With the general election imminent, we decided to produce a white paper to analyse how the NHS can finally start to deal with its waiting list issue - looking at how the past could help in solving the future, how Labour's pledges stack up, and how we came to be in the situation of record high waiting lists in the first place.
Published on
June 27, 2024

Our latest white paper reveals a clear path towards bringing NHS elective care waiting lists down from historic highs, if lessons from the past are taken on board and the right steps are followed.

The report, “Reducing waiting lists from historic highs: the political policies that led to the current state and how to solve it”, analyses publicly available data from August 2007 (when referral-to-treatment was first introduced) to March 2024, setting out why we’re in the state we’re in and how we can get out of it quickly and sustainably.

The paper also explores the pledge from the Labour Party, who are hotly tipped to form the next government, for 40,000 new appointments a week and whether this would be enough to start bringing waiting lists down.

An opportunity for change?

With the general election nearly upon us, we sought to find out what could really fix the NHS’s long-term waiting list issue.

Currently at record, historic highs, with no sign that they will start falling anytime soon, there have been plenty of promises to address the problems and bring down the waiting lists – but very little action to back this up.

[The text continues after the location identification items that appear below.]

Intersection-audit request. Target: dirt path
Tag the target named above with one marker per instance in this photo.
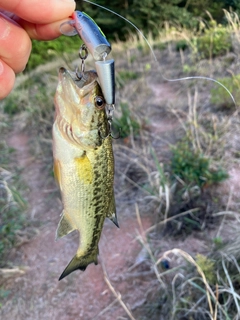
(83, 295)
(38, 294)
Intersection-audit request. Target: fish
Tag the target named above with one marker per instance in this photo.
(83, 163)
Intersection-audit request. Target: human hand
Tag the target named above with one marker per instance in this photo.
(21, 20)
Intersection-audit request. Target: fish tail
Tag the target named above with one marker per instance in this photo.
(79, 263)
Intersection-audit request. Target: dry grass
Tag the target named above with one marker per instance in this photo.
(144, 178)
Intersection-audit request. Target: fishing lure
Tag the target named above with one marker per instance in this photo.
(82, 145)
(97, 44)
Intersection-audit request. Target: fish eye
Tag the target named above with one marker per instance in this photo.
(99, 102)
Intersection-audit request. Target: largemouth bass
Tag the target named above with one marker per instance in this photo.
(83, 164)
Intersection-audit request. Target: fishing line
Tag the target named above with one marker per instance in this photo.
(154, 56)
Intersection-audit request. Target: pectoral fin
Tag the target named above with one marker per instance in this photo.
(57, 173)
(65, 226)
(112, 211)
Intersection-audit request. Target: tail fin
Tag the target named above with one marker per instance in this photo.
(79, 262)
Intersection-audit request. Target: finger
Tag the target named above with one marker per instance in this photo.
(7, 79)
(40, 11)
(15, 44)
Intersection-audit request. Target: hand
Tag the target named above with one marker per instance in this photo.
(21, 20)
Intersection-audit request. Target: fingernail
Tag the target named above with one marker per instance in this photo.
(5, 28)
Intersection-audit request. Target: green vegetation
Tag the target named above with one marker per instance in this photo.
(44, 51)
(150, 16)
(193, 167)
(215, 41)
(221, 98)
(124, 76)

There has been almost an acceptance that nothing can really be done, that even the smallest fall is a cause for celebration. But our white paper analysis shows that something similar has been done in the past and could be repeated again.

The report found that, between 2007 and 2008, the then-Labour government reduced the waiting list size by more than a third, down from 4.2m in August 2007 to 2.7m in August 2008.

Waiting list sizes then remained relatively consistent over the next seven years, staying between 2.3m to 3.1m, with over 90% of people waiting under the 18-week target throughout the period of January 2012 to November 2015.

Are Labour’s plans sufficient?

The white paper analysed the main policies of the two big political parties and found that only Labour had a number – 40,000 new appointments a week – to evaluate against.

Our findings revealed that the 40,000 weekly uplift, if delivered consistently and targeted at the right specialities, would be more than enough to meet the 18-week standard and bring waiting list numbers down.

So much so, should the 18-week standard be met consistently again over the first term of government, there would be 18,000 (45%) more weekly activity available under Labour’s pledge than is needed to meet our model projections.

“However, the devil is in the detail,” Adam Ceney, our Head of Analytics, who co-authored the report, said. “So, whilst in our modelling the projections suggest Labour’s pledge would be achievable, there is still some detail lacking on how this would be done – and why people wait much longer in different areas of the country and in different specialties.” 

Karina Malhotra, Founder and Managing Director at Acumentice, said of the white paper: “There has been so much talk in recent years about reducing waiting lists, but very little action that has made any real difference. They’ve just continued to historic highs.”

“Our analysis shows that a rapid and sustainable drop can be achieved if we take lessons from the not-too-distant past, get the workforce on board and ensure any changes are designed to be long-term and sustainable so we don’t find ourselves in this position again.”

“It’s been done before, we’ve seen how waiting lists can be brought down in the work we’ve done with Trusts, so it can happen again,” she concluded.